Kloé Yannovitch est architecte au sein de Christophe Hutin Architecture. Elle restitue ci-après le récit du projet des Hauts Plateaux, développé par l’agence entre 2011 et 2017 à proximité de Bordeaux (★★★)
À Bègles, dans la métropole bordelaise, l’agence Christophe Hutin Architecture développe, de 2011 à 2016, un projet singulier : vingt logements individuels livrés en Vefa1, dans une structure collective. Une seconde phase plus expérimentale qui s’étend jusqu’en 2017, propose dix-sept logements innovants et évolutifs. Une ambition qui interroge les limites entre propriété, liberté d’habiter, densité urbaine et commun et qui pose la question : peut-on penser le vivre ensemble sans renoncer à l’individualité ?
VIVRE ENSEMBLE AUTREMENT
La formule « Vivre ensemble » est fréquemment invoquée et brandie comme une évidence dans les discours sur l’habitat, mais elle désigne en réalité un modèle spécifique : celui de l’habitat collectif, standardisé et organisé selon des règles communes, où la différence s’efface au nom de l’injonction du collectif. Vivre ensemble ne signifie pas nécessairement vivre de la même manière. À rebours d’une conception dominante du logement collectif, fondé sur la répétition et la rationalisation des espaces communs, le projet des Hauts Plateaux explore la possibilité d’une cohabitation des différences. Dans l’habitat, le rapport entre le collectif et l’individuel est souvent pensé de manière polarisée : soit dans une logique entièrement collective, soit dans une logique résolument individuelle, avec des maisons isolées au cœur de leur terrain et coupées du public. Cette opposition a ouvert la voie d’une recherche sur une architecture hybride, capable d’allier les bénéfices de ces deux extrêmes.
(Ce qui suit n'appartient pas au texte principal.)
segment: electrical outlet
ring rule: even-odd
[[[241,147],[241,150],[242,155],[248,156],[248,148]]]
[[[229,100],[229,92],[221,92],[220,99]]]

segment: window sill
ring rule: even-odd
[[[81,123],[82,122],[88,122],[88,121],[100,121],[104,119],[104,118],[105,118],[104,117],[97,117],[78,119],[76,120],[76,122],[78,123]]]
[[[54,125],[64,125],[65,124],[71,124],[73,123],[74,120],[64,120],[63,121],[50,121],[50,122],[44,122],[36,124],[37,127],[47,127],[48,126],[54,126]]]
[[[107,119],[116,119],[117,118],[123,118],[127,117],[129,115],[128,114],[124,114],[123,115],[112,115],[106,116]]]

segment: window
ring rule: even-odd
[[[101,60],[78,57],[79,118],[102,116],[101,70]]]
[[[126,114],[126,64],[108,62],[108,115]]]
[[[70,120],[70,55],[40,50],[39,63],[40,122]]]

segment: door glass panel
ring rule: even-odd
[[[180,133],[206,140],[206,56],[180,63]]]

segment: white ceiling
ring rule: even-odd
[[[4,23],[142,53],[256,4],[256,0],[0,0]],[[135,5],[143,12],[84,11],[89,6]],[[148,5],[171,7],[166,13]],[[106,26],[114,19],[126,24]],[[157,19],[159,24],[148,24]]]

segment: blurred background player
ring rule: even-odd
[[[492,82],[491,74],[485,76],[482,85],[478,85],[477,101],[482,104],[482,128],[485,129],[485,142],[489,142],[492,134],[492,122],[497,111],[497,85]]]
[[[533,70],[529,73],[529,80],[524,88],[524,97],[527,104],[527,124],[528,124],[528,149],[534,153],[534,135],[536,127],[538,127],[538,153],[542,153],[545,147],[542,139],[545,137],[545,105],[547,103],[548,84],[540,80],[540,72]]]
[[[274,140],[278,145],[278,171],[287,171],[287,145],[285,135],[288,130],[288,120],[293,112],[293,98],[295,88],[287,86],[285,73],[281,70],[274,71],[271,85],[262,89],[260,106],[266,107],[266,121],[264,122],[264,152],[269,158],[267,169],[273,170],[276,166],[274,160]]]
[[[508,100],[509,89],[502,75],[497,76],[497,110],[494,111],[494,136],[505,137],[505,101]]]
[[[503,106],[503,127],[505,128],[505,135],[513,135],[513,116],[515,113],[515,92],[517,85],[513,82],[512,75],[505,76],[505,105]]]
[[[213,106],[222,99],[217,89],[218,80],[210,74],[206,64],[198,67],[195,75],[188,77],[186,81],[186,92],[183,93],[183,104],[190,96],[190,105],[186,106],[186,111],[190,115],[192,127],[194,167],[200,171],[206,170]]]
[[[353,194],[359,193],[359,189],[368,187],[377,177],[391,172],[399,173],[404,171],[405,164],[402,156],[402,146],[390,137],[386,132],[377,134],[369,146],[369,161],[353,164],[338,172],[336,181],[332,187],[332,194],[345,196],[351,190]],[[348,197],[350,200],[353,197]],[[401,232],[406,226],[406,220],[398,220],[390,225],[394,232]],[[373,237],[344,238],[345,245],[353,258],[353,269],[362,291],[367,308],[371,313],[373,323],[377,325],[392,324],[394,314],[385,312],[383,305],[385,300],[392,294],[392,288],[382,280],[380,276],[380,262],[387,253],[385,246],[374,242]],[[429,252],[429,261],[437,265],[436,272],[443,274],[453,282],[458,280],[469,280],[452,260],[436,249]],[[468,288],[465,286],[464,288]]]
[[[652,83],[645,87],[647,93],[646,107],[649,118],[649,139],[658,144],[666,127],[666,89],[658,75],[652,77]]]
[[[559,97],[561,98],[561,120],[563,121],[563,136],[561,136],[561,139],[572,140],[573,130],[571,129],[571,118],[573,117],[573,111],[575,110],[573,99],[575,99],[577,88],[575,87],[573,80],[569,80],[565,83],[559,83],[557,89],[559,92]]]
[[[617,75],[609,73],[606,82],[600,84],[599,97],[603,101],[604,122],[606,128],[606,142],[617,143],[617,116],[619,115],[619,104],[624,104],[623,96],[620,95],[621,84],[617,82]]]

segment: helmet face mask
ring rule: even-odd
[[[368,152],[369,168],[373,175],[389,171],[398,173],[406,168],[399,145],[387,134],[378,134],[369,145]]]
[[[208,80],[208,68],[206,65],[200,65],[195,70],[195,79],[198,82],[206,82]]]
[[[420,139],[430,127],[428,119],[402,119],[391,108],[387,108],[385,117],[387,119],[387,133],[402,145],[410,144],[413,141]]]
Au fil des analyses, nous avons préféré la notion de « commun » à celle de « collectif ». Le « collectif » renverrait à une forme de renoncement de l’individu·e au profit d’un ensemble. À l’inverse, le « commun » désignerait une somme de contributions individuelles qui créent un objet partagé, sans nier leurs singularités. C’est une position fondatrice dans notre manière de penser la liberté, où le commun revendique une architecture respectueuse de l’individu·e et de sa liberté d’action sans rejeter l’implication collective.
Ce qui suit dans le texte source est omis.